Black Horse Blues (Lemon Jefferson)

I always appreciated Blind Lemon Jefferson’s records, but didn’t attempt to learn his guitar style until shortly before recording my CD, Street Corner Cowboys — and then went through a crash course and ended up recording two of his songs, playing a bunch of others, and eventually teaching his style at a couple of blues camps.

Jefferson was the defining “down home blues” artist — quite literally, since as far as I can tell that phrase was first used in print to advertise his records. That was in 1926, when the blues record business was still dominated by women like Bessie Smith and Ida Cox.

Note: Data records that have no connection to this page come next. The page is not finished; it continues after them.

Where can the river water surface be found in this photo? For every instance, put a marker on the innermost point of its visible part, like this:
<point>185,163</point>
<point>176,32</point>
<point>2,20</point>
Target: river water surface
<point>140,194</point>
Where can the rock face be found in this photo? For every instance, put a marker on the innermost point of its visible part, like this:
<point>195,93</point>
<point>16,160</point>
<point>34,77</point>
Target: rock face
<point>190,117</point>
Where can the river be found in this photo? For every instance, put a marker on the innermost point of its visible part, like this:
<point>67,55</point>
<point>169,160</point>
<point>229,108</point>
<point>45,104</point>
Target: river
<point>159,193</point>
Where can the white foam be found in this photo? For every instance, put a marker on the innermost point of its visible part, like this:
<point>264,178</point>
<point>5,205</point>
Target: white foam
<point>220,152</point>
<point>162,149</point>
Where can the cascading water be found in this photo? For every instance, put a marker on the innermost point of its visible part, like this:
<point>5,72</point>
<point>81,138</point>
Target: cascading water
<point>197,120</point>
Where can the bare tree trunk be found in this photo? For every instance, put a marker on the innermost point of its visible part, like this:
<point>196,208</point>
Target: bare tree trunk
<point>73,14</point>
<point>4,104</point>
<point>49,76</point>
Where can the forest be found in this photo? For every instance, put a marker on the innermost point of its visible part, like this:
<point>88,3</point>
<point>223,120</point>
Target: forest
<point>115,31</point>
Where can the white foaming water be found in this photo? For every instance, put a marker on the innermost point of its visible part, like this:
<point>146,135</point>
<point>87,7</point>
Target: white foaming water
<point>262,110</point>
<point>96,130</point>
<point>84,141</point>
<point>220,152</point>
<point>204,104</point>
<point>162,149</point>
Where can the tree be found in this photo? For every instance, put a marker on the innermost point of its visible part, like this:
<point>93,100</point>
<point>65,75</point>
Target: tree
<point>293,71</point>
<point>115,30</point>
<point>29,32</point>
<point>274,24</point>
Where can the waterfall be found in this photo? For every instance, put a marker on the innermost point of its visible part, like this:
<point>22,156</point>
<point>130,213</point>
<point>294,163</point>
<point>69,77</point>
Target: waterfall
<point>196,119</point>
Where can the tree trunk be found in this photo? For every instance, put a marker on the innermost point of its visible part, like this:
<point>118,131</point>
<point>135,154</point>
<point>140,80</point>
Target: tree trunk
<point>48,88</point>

The only significant male artist was Lonnie Johnson, who had a smooth urban style like the blues queens — but a Dallas record store employee wrote to Paramount Records saying there was a street singer there who was very popular and suggesting they take a chance on him.

That was Jefferson, and I’m guessing the Paramount folks were dubious when they heard him. His guitar playing was quirky and idiosyncratic, with an odd, jerky rhythm, and his voice was a full-throated street corner shout. To everyone’s surprise, his records instantly took off, selling spectacularly to black consumers throughout the South and Midwest, and soon scouts were combing the South for other quirky street corner guitarists. The result was one of the richest periods of American recording, preserving the music of Blind Blake, Blind Willie McTell, Mississippi John Hurt, Jim Jackson, William Moore and myriad others… a world of astonishingly varied and creative musicians reaching from the Southwest to the Atlantic Coast. None of them equaled Jefferson’s sales figures, but they redefined blues as a rural style with guitar as its main instrument — an image that would fade on the African American market a few years later with the arrival of Leroy Carr, but remains central to folk-blues and blues-rock.

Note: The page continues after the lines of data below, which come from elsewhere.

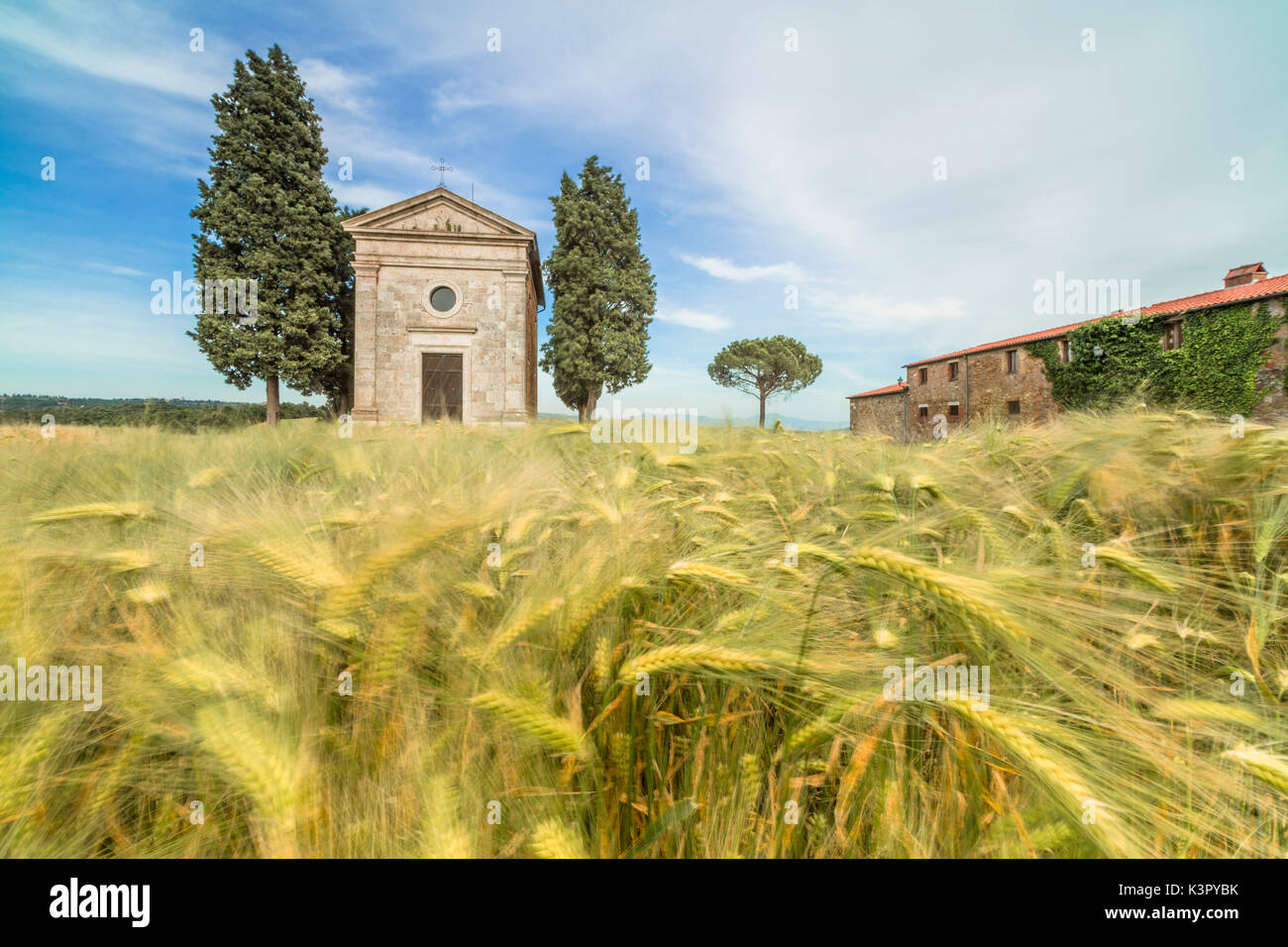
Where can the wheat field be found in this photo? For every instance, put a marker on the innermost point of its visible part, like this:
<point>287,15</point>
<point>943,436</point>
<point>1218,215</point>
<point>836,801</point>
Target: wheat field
<point>472,642</point>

Getting back to my own experience… I learned a bunch of Jefferson’s pieces and it was a thrilling and liberating project. His guitar work was brilliant and opened up new possibilities in several keys, exercising my fingers and my mind, and I loved playing his stuff.

Nonetheless, over the next few years most of his songs drifted out of my repertoire. They were fun and interesting to play, but somehow never felt natural to me, and most of his arrangements were developed to fit his singing, which I couldn’t begin to match. So I went back to listening and admiring his work, and just kept a couple of his pieces in my repertoire: “Bad Luck Blues,” which I’ve used in this series as the accompaniment to “Keep It Clean,” and “Black Horse.”

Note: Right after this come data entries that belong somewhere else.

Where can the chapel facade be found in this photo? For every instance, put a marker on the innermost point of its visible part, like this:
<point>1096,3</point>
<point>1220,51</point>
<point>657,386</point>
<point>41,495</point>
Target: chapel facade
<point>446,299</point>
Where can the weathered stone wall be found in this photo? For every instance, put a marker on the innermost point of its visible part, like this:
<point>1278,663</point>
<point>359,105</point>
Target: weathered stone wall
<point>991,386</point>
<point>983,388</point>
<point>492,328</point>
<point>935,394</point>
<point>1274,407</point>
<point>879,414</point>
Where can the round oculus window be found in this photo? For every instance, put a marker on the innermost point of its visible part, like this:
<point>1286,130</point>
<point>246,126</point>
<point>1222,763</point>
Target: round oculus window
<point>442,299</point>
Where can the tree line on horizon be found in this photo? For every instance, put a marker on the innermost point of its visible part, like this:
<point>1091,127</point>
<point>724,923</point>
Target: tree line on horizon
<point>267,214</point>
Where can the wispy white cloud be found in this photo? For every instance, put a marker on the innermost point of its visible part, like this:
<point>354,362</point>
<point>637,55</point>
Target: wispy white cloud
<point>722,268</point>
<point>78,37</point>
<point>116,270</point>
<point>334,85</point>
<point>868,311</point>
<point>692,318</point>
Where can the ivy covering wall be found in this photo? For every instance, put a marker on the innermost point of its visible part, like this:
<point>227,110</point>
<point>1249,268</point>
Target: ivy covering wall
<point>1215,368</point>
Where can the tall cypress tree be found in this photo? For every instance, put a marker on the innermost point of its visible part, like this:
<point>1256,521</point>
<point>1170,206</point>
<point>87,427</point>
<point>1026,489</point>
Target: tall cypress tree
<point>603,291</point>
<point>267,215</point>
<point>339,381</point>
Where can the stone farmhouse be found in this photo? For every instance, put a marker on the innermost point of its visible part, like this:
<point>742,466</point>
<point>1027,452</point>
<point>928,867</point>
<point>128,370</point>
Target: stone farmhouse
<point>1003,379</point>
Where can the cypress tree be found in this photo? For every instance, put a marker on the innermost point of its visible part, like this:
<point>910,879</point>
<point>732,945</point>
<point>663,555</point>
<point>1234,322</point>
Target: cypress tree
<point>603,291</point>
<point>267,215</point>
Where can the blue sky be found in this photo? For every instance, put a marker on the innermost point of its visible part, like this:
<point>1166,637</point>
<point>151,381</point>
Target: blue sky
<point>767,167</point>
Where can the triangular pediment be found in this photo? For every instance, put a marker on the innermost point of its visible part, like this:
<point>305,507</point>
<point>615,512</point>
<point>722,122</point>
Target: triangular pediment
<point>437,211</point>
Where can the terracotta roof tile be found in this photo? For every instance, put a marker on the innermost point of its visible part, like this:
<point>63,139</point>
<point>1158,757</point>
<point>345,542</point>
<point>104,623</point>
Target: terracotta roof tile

“Black Horse Blues” was one of Jefferson’s first recordings and is unusual because the guitar part stands alone. Usually he played licks that followed or answered his voice, but for this one he created a quirky but thoroughly developed instrumental composition, full enough to serve both as accompaniment and an instrumental break . That meant I could learn it, then come up with a different way to sing the song rather than trying to imitate his vocals. It struck me that Jefferson was from Texas, and one of the things about his guitar playing, compared to players from further east, is that he sometimes relaxes into a kind of cowboy strumming — so I went with that, and sing in a cowboy-blues style, closer to someone like Woody Guthrie, who came from Oklahoma and grew up on Jefferson’s records.

The lyric is also interesting as an example of an American singer borrowing and reshaping an English ballad verse for blues performance. I noticed this when I was writing a chapter on blues poetry for my pocket guide for Oxford: The Blues: A Very Short Introduction. In the ballad of Gypsy Davy–which I first heard on one of Woody’s records–a woman runs off with a troupe of Gypsies and her husband follows her and tries to convince her to come home. Being a lord, he has servants, and when he finds his wife is gone he cries:

Go saddle me my old grey horse, the black one’s not so speedy.
I’ll ride all day and I’ll ride all night, until I find my lady.

Jefferson reworked those lines for his title verse:

Go get my black horse, saddle up my grey mare
I’m going after my good gal, she’s in the world somewhere.